Fool’s Quest by Robin Hobb (first published in 2015 by HarperCollins)

BIG DISCLAIMER: HERE BE SPOILERS. YOU HAVE BEEN WARNED. Also, if you haven't read the preceding books in the trilogies, none of this might make much sense to you.

I really didn't want to reach the point where I hit the end of what's currently available with Robin Hobb's Fitz and the Fool trilogy, but here we have it, book two. Fool's Quest breaks from all the preceding books in that Hobb gives us a new viewpoint character: that of Bee, Fitz's second (and last) daughter with Molly.

So, if you're resistant to the idea of the novel swapping between the two, be prepared for the shifts in voice. 

While Fitz is reflective, older and may have lost some of his edge (he is an older man in his fifties, though his body is still under the thrall of that misfiring healing spell), we discover the world anew through Bee, who doesn't have all the threads of the past history at her disposal.

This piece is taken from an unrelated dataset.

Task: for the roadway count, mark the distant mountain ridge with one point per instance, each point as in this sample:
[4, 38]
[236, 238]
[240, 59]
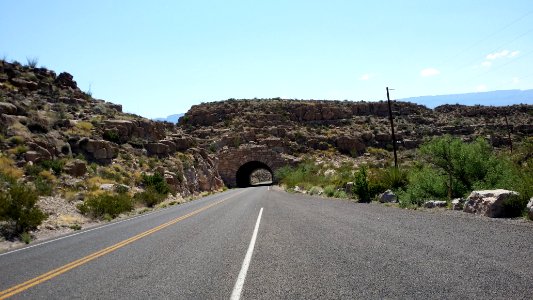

In a way, this is a way for Hobb to inject new life, new uncertainty into the setting. There is only so much we can show from Fitz's point of view and the story needs the freshness of a young, inquiring mind.

Bee is also not an ordinary child, as we discover, and her heritage is firmly intertwined with the Fitz/Fool/Nighteyes triad, though I shall refrain from elaborating too much. Suffice to say that Fitz and the Fool share a relationship that transcends the physical. 

A carving that Bee examines illustrates this relationship beautifully, and Nighteyes remains present, though not in a tangible form (but also in a way that brought a hard lump to my throat).

Fitz as always exists outside of time. The world outside Withywoods, his estate, has moved on. Power has shifted. Kettricken is no longer the primary power; her sons are coming into their own.

Nettle has taken on a prominent role at court and my heart bleeds for the often prickly, awkward relationship she has with her father. 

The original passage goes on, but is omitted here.